Au soutien de ses prétentions, Monsieur [Z] [S], appelant, expose que le jugement doit être annulé car l’acte introductif d’instance est nul en ce qu’il mentionne une adresse erronée. Monsieur [S] soutient en effet n’avoir jamais résidé à cette adresse et se réfère aux mentions de l’acte d’assignation qui établissent l’absence d’un quelconque élément permettant de confirmer sa résidence à cet endroit.
Monsieur [S] fait valoir qu’il a toujours tenu la banque au courant de ses adresses successives, avoir même mis en place un suivi de courrier et que celle-ci devait agir loyalement.
Il indique que le grief résultant du vice de forme de l’assignation lui cause un grief car il n’a pas pu faire valoir ses moyens de défense en première instance.
***
Dans ses dernières conclusions, la société Caisse de crédit mutuel de [Localité 8], intimée, demande à la cour de :
« Prendre acte du rapport à justice de la Caisse de crédit mutuel de Duclair sur les mérites de l’appel formé par Monsieur [S] entre le jugement du tribunal de commerce de Nîmes du 1er décembre 2022.
Statuer ce que de droit au titre des dépens. ».
Elle ne développe aucun moyen de défense au fond.
***
Pour un plus ample exposé il convient de se référer à la décision déférée et aux conclusions visées supra.
DISCUSSION
La signification d’un acte selon les modalités de l’article 659 du code de procédure civile en un lieu autre que la dernière adresse connue ne vaut pas notification.
Cass.
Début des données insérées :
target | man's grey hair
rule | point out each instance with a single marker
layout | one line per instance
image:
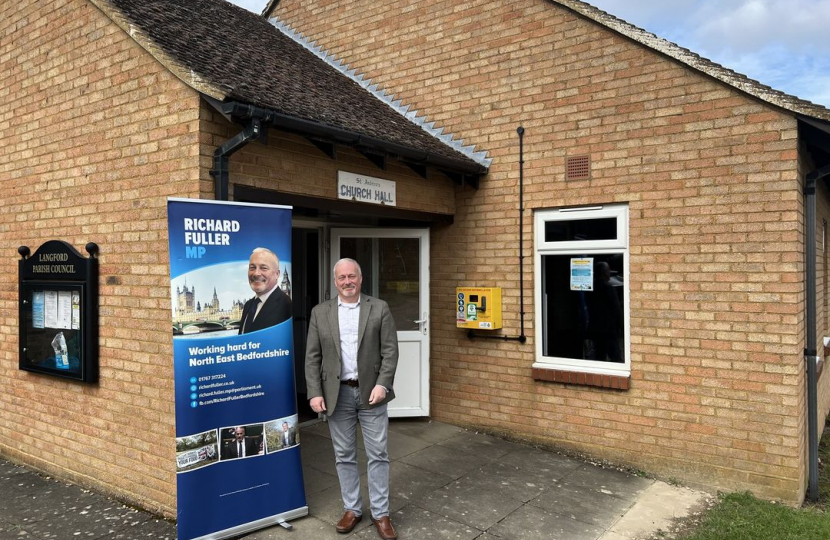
(346, 259)
(269, 252)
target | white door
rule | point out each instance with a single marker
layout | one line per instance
(395, 264)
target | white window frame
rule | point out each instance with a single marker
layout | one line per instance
(578, 248)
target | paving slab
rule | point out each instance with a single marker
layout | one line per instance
(479, 444)
(154, 529)
(413, 523)
(550, 466)
(432, 432)
(408, 484)
(609, 481)
(401, 445)
(657, 509)
(531, 523)
(581, 504)
(446, 461)
(470, 505)
(445, 483)
(510, 481)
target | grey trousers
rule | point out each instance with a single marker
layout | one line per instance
(343, 428)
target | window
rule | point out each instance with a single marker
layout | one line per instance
(582, 289)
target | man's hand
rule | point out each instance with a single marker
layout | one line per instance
(318, 404)
(378, 394)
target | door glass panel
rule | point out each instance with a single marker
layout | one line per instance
(390, 269)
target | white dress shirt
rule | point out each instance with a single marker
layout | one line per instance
(348, 316)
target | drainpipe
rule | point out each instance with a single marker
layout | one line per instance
(810, 346)
(221, 157)
(521, 338)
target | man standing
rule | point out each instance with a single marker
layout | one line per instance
(240, 446)
(270, 306)
(351, 357)
(287, 437)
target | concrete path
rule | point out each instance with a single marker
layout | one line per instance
(446, 483)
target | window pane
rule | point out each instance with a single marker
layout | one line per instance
(581, 229)
(583, 324)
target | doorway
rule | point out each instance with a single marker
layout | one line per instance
(395, 266)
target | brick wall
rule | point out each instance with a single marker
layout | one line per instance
(716, 232)
(96, 135)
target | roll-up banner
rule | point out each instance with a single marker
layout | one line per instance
(237, 440)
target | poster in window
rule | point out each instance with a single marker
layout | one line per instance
(37, 309)
(582, 274)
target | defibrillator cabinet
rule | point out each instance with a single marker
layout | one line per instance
(478, 308)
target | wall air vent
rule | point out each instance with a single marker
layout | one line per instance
(578, 168)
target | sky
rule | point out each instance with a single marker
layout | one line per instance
(780, 43)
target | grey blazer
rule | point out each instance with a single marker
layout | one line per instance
(377, 351)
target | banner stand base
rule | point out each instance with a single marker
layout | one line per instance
(279, 519)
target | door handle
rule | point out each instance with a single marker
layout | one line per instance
(423, 322)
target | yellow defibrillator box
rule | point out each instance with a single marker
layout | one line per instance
(478, 307)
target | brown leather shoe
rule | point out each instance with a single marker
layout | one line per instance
(347, 522)
(385, 528)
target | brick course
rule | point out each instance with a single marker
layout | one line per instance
(713, 183)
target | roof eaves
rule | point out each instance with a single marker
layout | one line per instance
(448, 139)
(183, 72)
(697, 62)
(309, 128)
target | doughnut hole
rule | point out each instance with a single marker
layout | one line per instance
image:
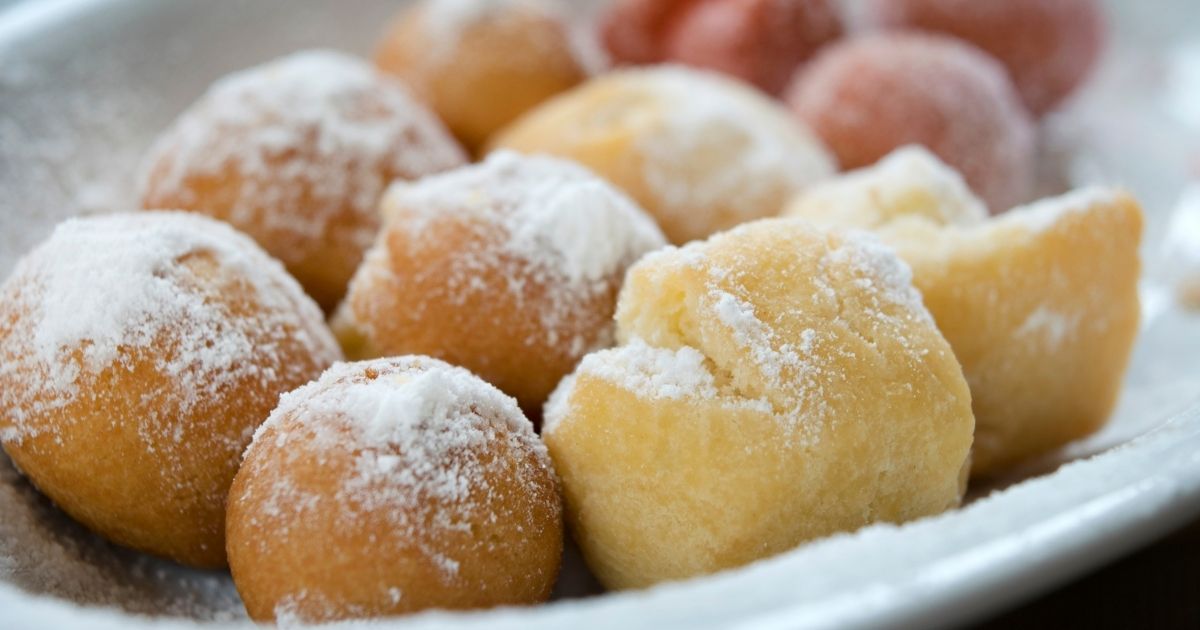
(874, 94)
(699, 151)
(480, 64)
(297, 154)
(509, 268)
(142, 352)
(390, 487)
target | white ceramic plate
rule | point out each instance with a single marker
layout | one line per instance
(85, 84)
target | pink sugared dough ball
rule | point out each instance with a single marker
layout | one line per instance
(759, 41)
(634, 30)
(874, 94)
(1048, 46)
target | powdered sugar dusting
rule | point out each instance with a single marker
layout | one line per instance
(1051, 327)
(423, 435)
(881, 270)
(543, 221)
(766, 153)
(107, 285)
(558, 217)
(719, 147)
(316, 130)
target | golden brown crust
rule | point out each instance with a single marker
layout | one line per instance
(1043, 318)
(454, 276)
(297, 154)
(312, 537)
(130, 450)
(777, 384)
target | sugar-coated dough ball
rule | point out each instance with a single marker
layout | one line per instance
(759, 41)
(1039, 305)
(139, 354)
(509, 268)
(699, 151)
(295, 153)
(480, 64)
(1049, 47)
(910, 181)
(777, 384)
(871, 95)
(394, 486)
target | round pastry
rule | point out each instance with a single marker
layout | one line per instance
(297, 153)
(759, 41)
(699, 151)
(509, 269)
(1041, 304)
(871, 95)
(1049, 48)
(480, 64)
(907, 183)
(139, 354)
(1042, 309)
(394, 486)
(775, 384)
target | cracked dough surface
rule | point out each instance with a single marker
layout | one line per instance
(775, 384)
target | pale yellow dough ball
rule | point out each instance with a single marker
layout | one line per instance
(775, 384)
(911, 181)
(480, 64)
(700, 151)
(1041, 304)
(139, 353)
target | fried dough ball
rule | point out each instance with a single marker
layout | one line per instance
(871, 95)
(139, 354)
(480, 64)
(394, 486)
(699, 151)
(775, 384)
(1049, 47)
(910, 181)
(759, 41)
(295, 153)
(509, 268)
(1041, 305)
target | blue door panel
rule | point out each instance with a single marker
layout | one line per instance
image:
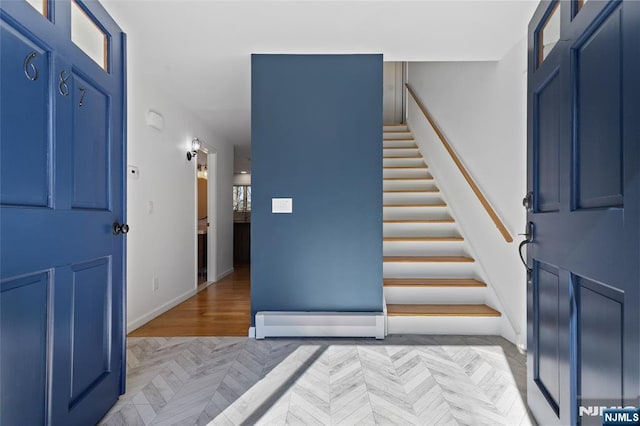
(583, 311)
(90, 325)
(547, 355)
(547, 145)
(91, 147)
(65, 335)
(25, 175)
(23, 349)
(598, 81)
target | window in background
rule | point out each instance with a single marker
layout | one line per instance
(242, 203)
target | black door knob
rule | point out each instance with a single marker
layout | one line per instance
(120, 229)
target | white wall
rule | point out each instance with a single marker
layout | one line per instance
(481, 108)
(162, 200)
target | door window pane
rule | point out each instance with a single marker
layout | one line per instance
(88, 36)
(40, 6)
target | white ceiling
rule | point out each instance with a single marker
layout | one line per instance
(199, 51)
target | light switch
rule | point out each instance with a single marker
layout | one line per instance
(282, 205)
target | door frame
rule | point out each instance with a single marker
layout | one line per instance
(212, 209)
(212, 205)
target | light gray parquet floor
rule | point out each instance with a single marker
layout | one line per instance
(403, 380)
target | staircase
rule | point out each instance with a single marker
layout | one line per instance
(432, 284)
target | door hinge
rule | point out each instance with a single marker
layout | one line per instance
(527, 201)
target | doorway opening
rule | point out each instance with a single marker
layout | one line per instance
(202, 217)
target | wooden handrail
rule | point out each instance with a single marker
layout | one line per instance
(474, 187)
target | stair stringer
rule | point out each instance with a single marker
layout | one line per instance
(490, 296)
(496, 260)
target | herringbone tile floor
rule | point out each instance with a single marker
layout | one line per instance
(403, 380)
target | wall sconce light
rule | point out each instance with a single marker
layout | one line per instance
(195, 146)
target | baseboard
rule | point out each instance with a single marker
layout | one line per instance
(142, 320)
(224, 274)
(319, 324)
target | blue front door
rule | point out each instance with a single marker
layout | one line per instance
(584, 178)
(62, 153)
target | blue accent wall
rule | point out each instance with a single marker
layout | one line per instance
(317, 138)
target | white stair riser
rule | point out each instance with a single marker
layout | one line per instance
(407, 173)
(434, 295)
(428, 270)
(410, 184)
(444, 325)
(408, 152)
(403, 162)
(412, 198)
(427, 213)
(395, 128)
(420, 229)
(397, 134)
(431, 248)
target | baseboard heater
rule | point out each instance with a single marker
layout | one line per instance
(319, 324)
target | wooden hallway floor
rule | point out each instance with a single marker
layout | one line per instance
(222, 309)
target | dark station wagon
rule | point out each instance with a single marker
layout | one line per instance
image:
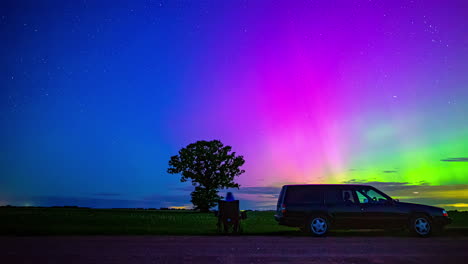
(316, 208)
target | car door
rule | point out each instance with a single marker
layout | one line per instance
(378, 210)
(346, 212)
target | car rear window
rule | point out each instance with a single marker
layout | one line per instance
(303, 195)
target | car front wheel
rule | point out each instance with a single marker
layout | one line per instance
(318, 226)
(421, 225)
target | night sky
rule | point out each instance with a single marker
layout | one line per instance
(97, 95)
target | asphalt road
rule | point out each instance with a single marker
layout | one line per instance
(232, 249)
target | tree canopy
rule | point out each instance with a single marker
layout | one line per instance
(210, 166)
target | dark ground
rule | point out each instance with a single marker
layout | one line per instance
(233, 249)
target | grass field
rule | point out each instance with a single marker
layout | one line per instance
(73, 221)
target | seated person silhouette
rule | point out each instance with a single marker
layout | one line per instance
(229, 214)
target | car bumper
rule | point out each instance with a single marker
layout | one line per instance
(288, 221)
(442, 220)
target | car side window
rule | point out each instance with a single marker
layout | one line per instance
(362, 198)
(348, 196)
(366, 195)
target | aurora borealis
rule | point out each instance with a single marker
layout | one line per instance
(97, 95)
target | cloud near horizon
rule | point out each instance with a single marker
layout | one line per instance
(451, 197)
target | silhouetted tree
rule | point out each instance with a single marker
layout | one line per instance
(211, 166)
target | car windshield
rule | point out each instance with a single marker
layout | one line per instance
(369, 195)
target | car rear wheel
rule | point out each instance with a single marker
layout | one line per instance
(318, 225)
(421, 225)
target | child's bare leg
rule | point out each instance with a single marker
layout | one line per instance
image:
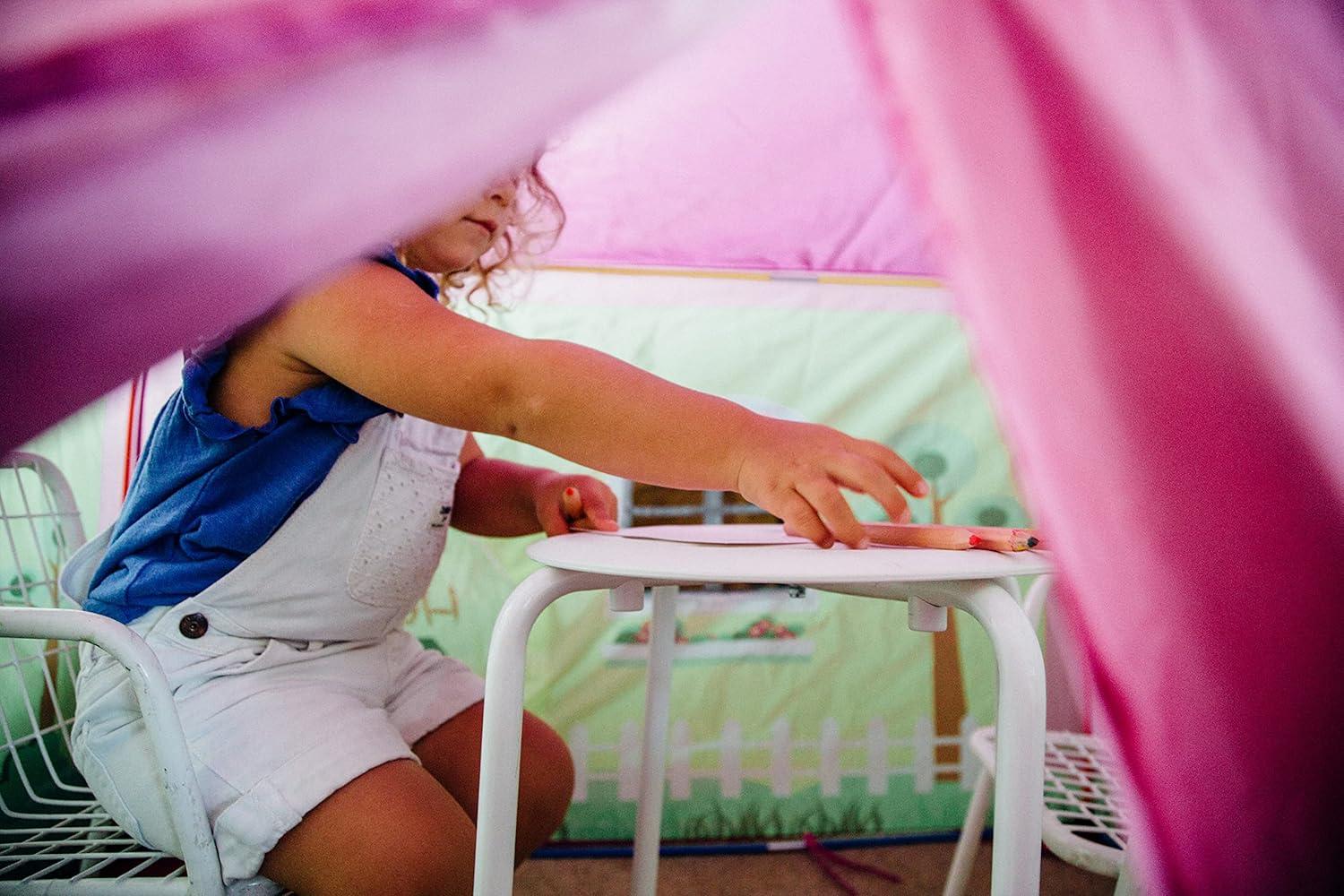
(452, 753)
(392, 831)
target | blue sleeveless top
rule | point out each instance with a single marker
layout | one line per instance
(207, 492)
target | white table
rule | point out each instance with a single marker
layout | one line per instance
(980, 582)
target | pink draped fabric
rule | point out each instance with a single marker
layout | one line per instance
(1144, 209)
(174, 169)
(760, 148)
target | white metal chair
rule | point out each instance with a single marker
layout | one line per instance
(1083, 821)
(54, 836)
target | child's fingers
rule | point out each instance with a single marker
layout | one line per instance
(835, 512)
(551, 519)
(801, 519)
(894, 465)
(599, 505)
(572, 503)
(862, 474)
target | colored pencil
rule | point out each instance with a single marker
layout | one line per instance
(948, 538)
(991, 538)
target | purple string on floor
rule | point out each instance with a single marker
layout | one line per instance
(827, 860)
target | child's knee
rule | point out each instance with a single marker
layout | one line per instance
(547, 778)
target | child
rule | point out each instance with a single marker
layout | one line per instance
(290, 508)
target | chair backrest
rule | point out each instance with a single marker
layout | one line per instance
(40, 530)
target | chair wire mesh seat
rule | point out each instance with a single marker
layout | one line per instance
(54, 836)
(1085, 820)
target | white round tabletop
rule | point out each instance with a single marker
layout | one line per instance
(682, 562)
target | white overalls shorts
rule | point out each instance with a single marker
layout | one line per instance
(292, 673)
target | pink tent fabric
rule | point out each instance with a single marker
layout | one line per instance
(174, 168)
(758, 148)
(1144, 212)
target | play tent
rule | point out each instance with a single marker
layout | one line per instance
(1137, 211)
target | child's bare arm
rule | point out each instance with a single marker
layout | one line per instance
(375, 332)
(504, 498)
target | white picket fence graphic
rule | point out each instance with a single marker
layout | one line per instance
(782, 771)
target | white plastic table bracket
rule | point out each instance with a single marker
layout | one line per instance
(626, 597)
(502, 729)
(991, 602)
(926, 616)
(1021, 743)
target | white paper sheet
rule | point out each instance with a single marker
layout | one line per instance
(733, 533)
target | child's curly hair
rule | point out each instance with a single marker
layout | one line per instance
(537, 223)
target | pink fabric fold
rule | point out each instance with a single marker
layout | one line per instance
(171, 174)
(1142, 214)
(760, 148)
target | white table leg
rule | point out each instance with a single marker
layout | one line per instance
(648, 817)
(502, 727)
(1021, 739)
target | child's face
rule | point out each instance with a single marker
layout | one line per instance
(454, 244)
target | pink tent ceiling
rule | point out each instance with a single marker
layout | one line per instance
(1139, 207)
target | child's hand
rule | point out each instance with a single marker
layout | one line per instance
(564, 503)
(795, 470)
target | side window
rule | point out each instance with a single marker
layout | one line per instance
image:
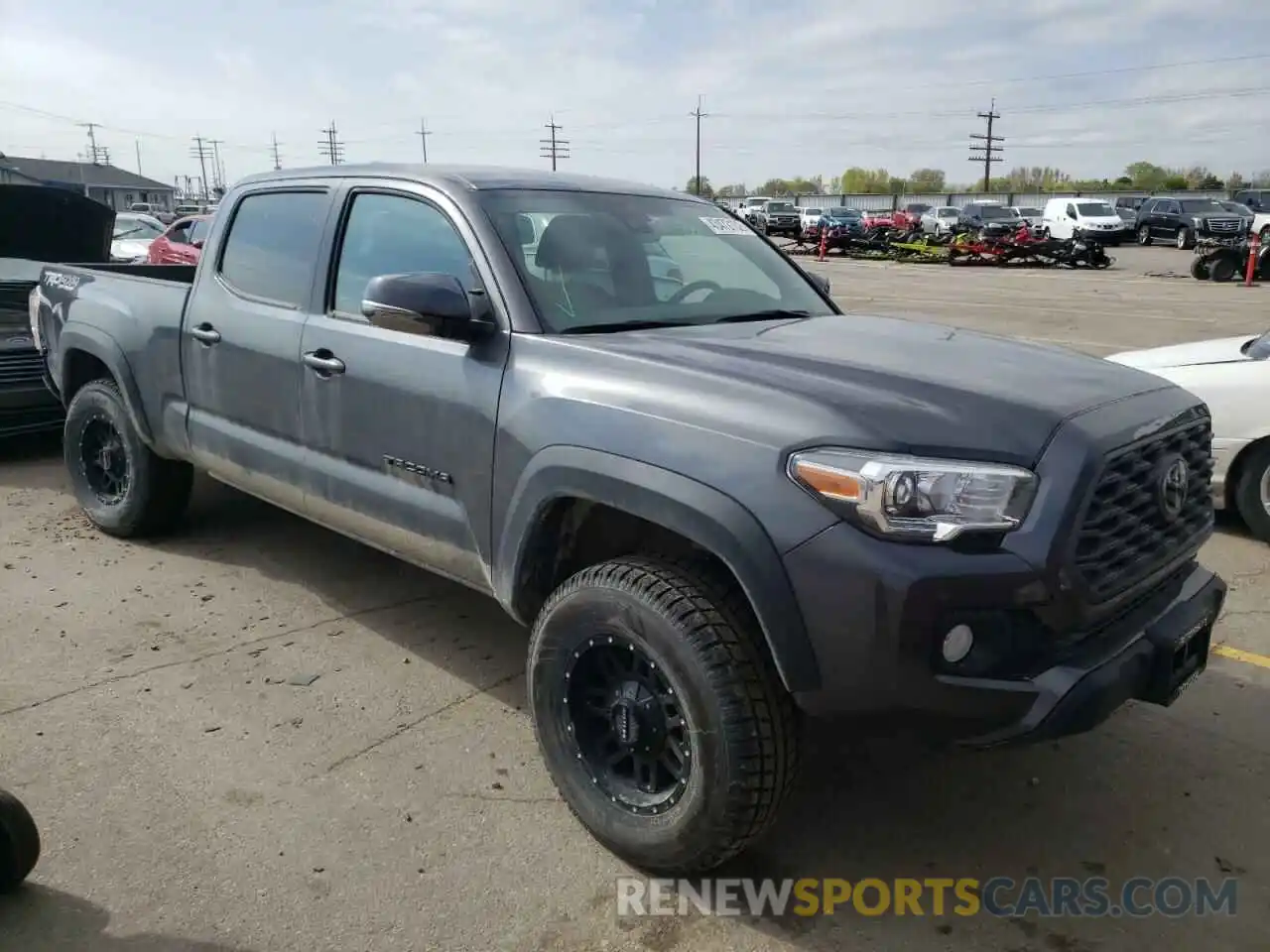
(395, 235)
(272, 246)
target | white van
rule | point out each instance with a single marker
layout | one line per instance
(1083, 217)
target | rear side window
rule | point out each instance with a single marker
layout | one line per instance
(272, 246)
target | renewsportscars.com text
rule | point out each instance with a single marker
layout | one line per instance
(998, 896)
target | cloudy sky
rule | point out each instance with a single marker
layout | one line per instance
(790, 89)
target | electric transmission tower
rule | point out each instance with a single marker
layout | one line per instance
(202, 151)
(331, 148)
(554, 148)
(989, 151)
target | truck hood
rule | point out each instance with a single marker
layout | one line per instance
(879, 384)
(54, 225)
(1193, 354)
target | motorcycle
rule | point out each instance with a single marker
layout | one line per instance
(19, 842)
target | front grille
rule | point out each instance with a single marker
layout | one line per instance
(1125, 535)
(21, 367)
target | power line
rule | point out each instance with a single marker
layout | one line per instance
(699, 116)
(331, 148)
(554, 148)
(423, 139)
(202, 151)
(988, 153)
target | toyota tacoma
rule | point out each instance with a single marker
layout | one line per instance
(716, 507)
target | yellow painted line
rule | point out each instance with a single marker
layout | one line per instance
(1236, 654)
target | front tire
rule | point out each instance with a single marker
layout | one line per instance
(1252, 492)
(19, 842)
(667, 653)
(123, 486)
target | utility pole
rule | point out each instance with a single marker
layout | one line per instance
(202, 153)
(988, 153)
(331, 148)
(423, 137)
(554, 148)
(699, 116)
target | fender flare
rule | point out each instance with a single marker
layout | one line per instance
(695, 511)
(99, 344)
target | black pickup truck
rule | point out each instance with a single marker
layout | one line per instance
(717, 504)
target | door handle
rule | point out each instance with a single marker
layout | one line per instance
(206, 334)
(324, 363)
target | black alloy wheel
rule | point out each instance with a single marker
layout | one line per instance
(631, 733)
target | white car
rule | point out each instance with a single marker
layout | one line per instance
(940, 221)
(130, 241)
(1232, 376)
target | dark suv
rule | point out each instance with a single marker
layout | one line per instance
(1184, 220)
(988, 218)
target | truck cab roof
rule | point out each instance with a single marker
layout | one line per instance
(470, 178)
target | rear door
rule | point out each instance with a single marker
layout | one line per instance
(240, 341)
(402, 424)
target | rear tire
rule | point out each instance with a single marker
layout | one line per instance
(123, 486)
(1252, 492)
(1223, 268)
(622, 624)
(19, 842)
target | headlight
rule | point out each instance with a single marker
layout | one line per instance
(916, 499)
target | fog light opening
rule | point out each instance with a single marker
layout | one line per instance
(957, 644)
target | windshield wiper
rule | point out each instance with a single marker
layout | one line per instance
(772, 315)
(622, 325)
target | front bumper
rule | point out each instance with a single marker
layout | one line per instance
(876, 612)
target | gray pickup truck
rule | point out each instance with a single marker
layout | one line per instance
(719, 504)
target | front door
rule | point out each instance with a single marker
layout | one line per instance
(402, 424)
(240, 344)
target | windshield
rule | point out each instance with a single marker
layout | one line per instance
(1201, 204)
(1095, 209)
(587, 264)
(126, 226)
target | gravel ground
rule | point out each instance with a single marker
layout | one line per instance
(263, 738)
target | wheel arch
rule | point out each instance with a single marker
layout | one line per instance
(563, 485)
(86, 354)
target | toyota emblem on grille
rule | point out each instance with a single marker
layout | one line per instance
(1173, 488)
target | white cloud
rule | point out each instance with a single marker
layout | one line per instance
(790, 89)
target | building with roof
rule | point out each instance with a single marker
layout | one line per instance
(114, 188)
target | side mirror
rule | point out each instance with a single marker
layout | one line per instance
(423, 303)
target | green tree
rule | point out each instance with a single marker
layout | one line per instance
(1147, 176)
(705, 190)
(865, 181)
(928, 181)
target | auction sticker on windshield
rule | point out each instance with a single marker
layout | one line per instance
(726, 226)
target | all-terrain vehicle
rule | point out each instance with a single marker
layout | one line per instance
(19, 842)
(1227, 259)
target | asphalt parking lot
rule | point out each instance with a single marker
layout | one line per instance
(259, 737)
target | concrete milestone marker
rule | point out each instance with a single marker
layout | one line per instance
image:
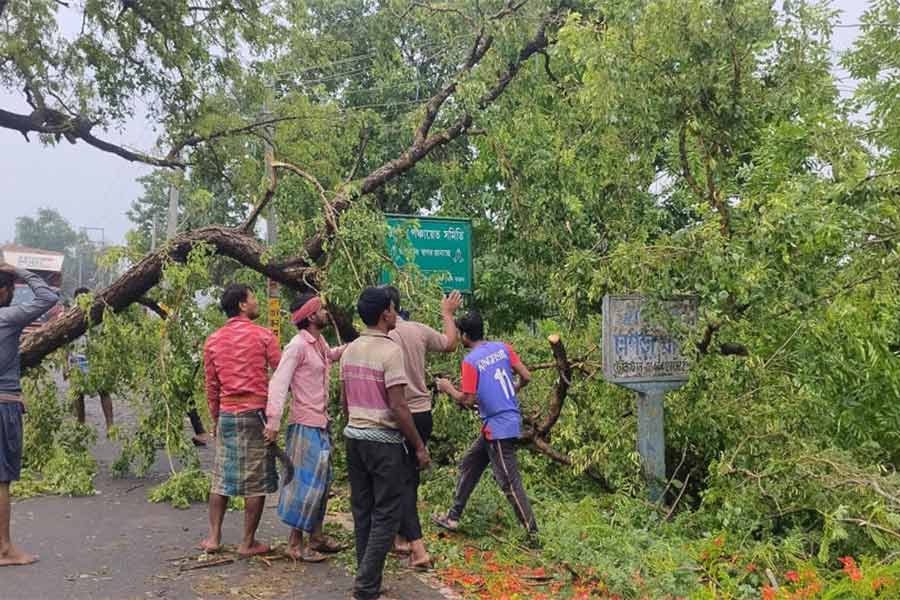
(641, 353)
Civ.2ème 2 juillet 2020 n°1914893
Monsieur [S] a été assigné par acte du 13 septembre 2022, transformé en procès-verbal de recherches infructueuses. L’acte introductif d’instance fait état d’une adresse au [Adresse 3]. Le clerc assermenté a constaté qu’à l’adresse indiquée, il n’y avait pas de boîte aux lettres portant le nom de [S], qu’aucun renseignement ne pouvait être recueilli sur les lieux, que son lieu de travail était inconnu et que la consultation des pages blanches d’internet ne donnait aucun résultat.
Il résulte des pièces communiquées que l’adresse du [Adresse 2] à [Adresse 11] est similaire à celle du bailleur (résidant au 3 bis) tandis que le locataire habite depuis février 2021 [Adresse 10], après avoir résidé à [Localité 7] en novembre 2020.
L’assignation du 13 septembre 2023 est donc nulle, par application des articles 114 et 648 du code de procédure civile.
Cette nullité a causé un grief à Monsieur [S] qui n’a pu se défendre en première instance, faute de connaître l’existence d’une procédure judiciaire et s’est vu pratiquer une saisie attribution en vertu du jugement déféré.
Dès lors, le tribunal de commerce de Nîmes n’a pas été valablement saisi et il convient d’annuler le jugement du tribunal de commerce de Nîmes du 1er décembre 2022 et de constater l’absence de dévolution de l’affaire à la cour.
La caisse du Crédit Mutuel de [Localité 8], qui succombe, devra supporter les dépens de première instance et d’appel, ainsi que payer à Monsieur [Z] [S] une somme équitablement arbitrée à 2.500 € en application de l’article 700 du code de procédure civile.
PAR CES MOTIFS :
La Cour,
Annule l’assignation délivrée le 13 septembre 2022 d’avoir à comparaitre devant le tribunal de commerce de Nîmes ;
En conséquence,
Annule le jugement du tribunal de commerce de Nîmes du 1er décembre 2022 ;
Constate l’absence de dévolution de l’affaire à la cour d’appel en l’absence d’acte de saisine valable du tribunal de commerce ;
Condamne la caisse du Crédit Mutuel de [Localité 8] à payer à Monsieur [Z] [S] une somme de 2 500 € par application de l’article 700 du code de procédure civile.
Condamne la caisse du Crédit Mutuel de [Localité 8] aux dépens de première instance et d’appel.
Statuant publiquement , contradictoirement, en matière civile et en dernier ressort,
Arrêt signé par la présidente et par la greffière.